Getting fatal out of memory errors because we are managing memory too well
We got a serious situation on one of our test cases. We put the system through a lot, pushing it to the breaking point and beyond. And it worked, in fact, it worked beautifully. Up until the point that we started to use too many resources and crashed. While normally that would be expected, it really bugged us, we had provisions in place to protect us against that. Bulkheads were supposed to be blocked, operations rolled back, etc. We were supposed to react properly, reduce costs of operations, prefer being up to being fast, the works.
That did not happen. From the outside, what happened is that we go to the point where we would trigger the “sky about the fall, let’s conserve everything we can”, but we didn’t see the reaction that we expected from the system.
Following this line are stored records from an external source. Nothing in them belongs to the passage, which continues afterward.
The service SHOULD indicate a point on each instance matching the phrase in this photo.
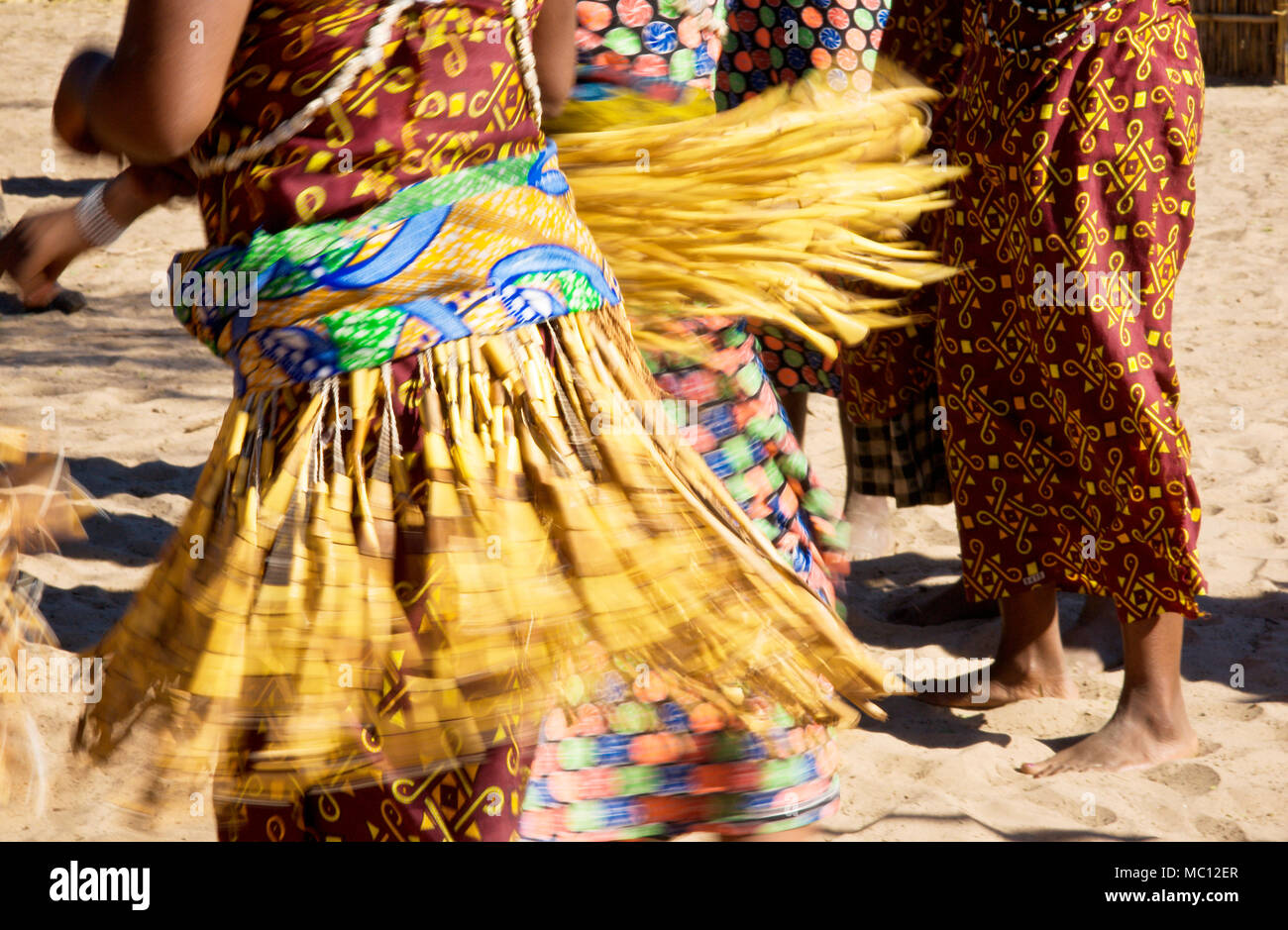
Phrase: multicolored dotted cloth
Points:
(776, 42)
(673, 39)
(629, 758)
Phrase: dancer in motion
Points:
(432, 514)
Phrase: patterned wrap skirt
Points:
(1068, 460)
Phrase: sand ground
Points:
(134, 403)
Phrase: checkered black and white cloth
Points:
(903, 457)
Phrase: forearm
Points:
(140, 188)
(555, 50)
(154, 97)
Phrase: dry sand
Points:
(136, 401)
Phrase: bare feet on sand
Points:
(1131, 740)
(1149, 724)
(993, 689)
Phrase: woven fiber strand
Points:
(545, 523)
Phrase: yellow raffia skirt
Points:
(382, 569)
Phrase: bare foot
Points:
(943, 607)
(1095, 643)
(1128, 741)
(1149, 725)
(986, 689)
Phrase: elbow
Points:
(159, 142)
(553, 106)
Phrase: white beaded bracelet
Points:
(93, 222)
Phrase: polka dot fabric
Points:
(671, 39)
(631, 758)
(776, 42)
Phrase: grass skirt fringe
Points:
(39, 504)
(381, 569)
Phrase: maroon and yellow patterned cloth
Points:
(447, 97)
(1068, 460)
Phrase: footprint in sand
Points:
(1241, 712)
(1185, 778)
(1212, 828)
(1085, 808)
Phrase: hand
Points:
(38, 250)
(71, 114)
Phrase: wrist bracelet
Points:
(93, 222)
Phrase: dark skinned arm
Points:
(154, 98)
(555, 48)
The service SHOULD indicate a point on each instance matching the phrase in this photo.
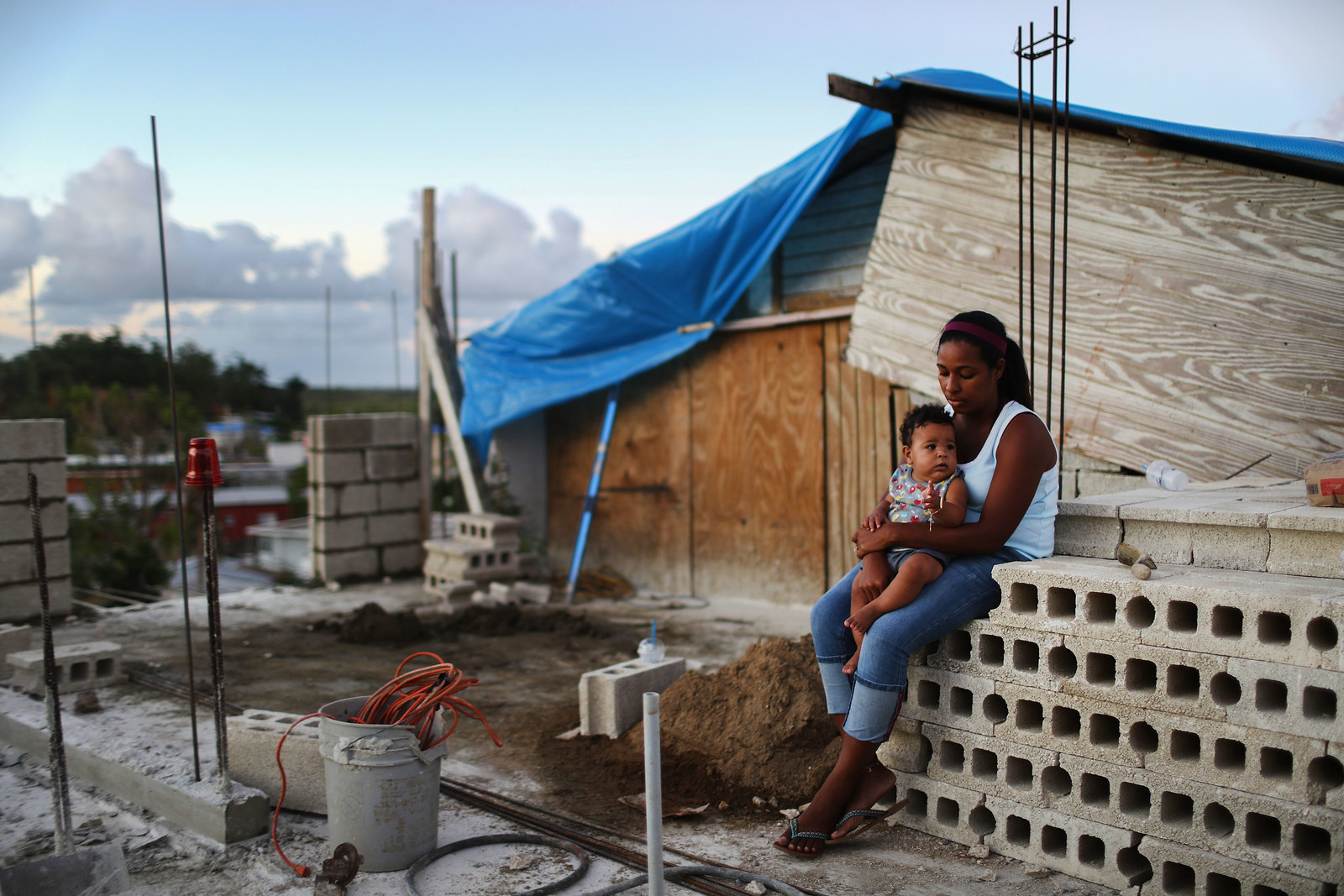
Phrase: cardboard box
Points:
(1326, 481)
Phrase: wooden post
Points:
(427, 302)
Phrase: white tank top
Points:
(1035, 535)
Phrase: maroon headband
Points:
(995, 340)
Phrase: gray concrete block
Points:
(340, 533)
(1261, 831)
(324, 501)
(24, 600)
(1099, 853)
(991, 766)
(454, 562)
(1184, 871)
(201, 808)
(390, 464)
(398, 496)
(1214, 752)
(358, 497)
(1108, 483)
(1088, 530)
(1166, 540)
(906, 748)
(1257, 616)
(338, 566)
(612, 699)
(486, 530)
(336, 468)
(33, 439)
(253, 739)
(13, 640)
(338, 432)
(17, 521)
(1307, 542)
(80, 667)
(1277, 696)
(393, 528)
(396, 559)
(1095, 852)
(952, 700)
(13, 479)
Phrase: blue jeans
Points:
(870, 698)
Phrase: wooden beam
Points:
(864, 94)
(429, 351)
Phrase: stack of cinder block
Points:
(1180, 734)
(39, 448)
(363, 496)
(484, 547)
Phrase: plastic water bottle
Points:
(1164, 476)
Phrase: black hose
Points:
(573, 878)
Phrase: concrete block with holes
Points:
(991, 766)
(253, 739)
(1184, 871)
(1214, 752)
(612, 699)
(80, 667)
(1097, 853)
(1274, 833)
(1277, 696)
(486, 530)
(13, 640)
(1257, 616)
(953, 700)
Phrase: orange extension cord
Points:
(412, 700)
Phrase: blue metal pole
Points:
(591, 501)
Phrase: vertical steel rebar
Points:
(1063, 249)
(1032, 191)
(176, 459)
(1054, 157)
(55, 738)
(1021, 258)
(217, 636)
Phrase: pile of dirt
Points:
(756, 728)
(371, 624)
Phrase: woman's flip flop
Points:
(874, 815)
(804, 835)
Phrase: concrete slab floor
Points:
(165, 859)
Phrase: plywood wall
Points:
(737, 470)
(1206, 301)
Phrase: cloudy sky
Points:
(295, 139)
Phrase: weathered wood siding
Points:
(1206, 301)
(737, 470)
(823, 255)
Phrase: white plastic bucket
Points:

Oh, we were started to use a lot less resources, but the resources that we weren’t using? They weren’t going back to the OS, they were still held.
It’s easiest to talk about memory in this regard. We hold buffers in place to handle requests, and in order to avoid fragmentation, we typically make them large buffers, that are resident on the large object heap.
When RavenDB detects that there is a low memory situation, it starts to scale back. It releases any held buffers, completes ongoing works and starts working on much smaller batches, etc. We saw that behavior, and we certainly saw the slow down as RavenDB was willing to take less upon itself. But what we didn’t see is the actual release of resources as a result of this behavior.
And as it turned out, that was because we were too good about managing ourselves. A large part of the design of RavenDB 4.0 was around reducing the cost of garbage collections by reducing allocations as much as possible. This means that we are running very few GCs. In fact, GC Gen 2 collections are rare on our environment. However, we need these Gen 2 collections to be able to clean up stuff that is in the finalizer queue. In fact, we typically need two such runs before the GC can be certain that the memory is not in use and actually collect it.
In this particular situation, we were careful to code so we will get very few GC collections running, and that led us to crash because we would run out of resources before the GC could realize that we are actually not really using them at this point.
The solution, by the way, was to change the way we respond to low memory conditions. We’ll be less good about keeping all the memory around and if it isn’t being used, we’ll start discarding it a lot sooner, so the GC has better chance to actually realize that is isn’t being used and recover the memory. An instead of throwing the buffers away all at once when we have low memory and hope that the GC will be fast enough in collecting them, we’ll keep them around and reuse them, avoiding the additional allocations that processing more requests would have required.
Since the GC isn’t likely to be able to actually free them in time, we aren’t affecting the total memory consumed in this scenario but are able to reduce allocations by serving the buffers that are already allocated. This two actions, being less rigorous about policing our memory and not freeing things when we get low memory are confusingly enough to get both reduce the chance of getting into low memory and reduce the chance of actually using too much memory in such a case.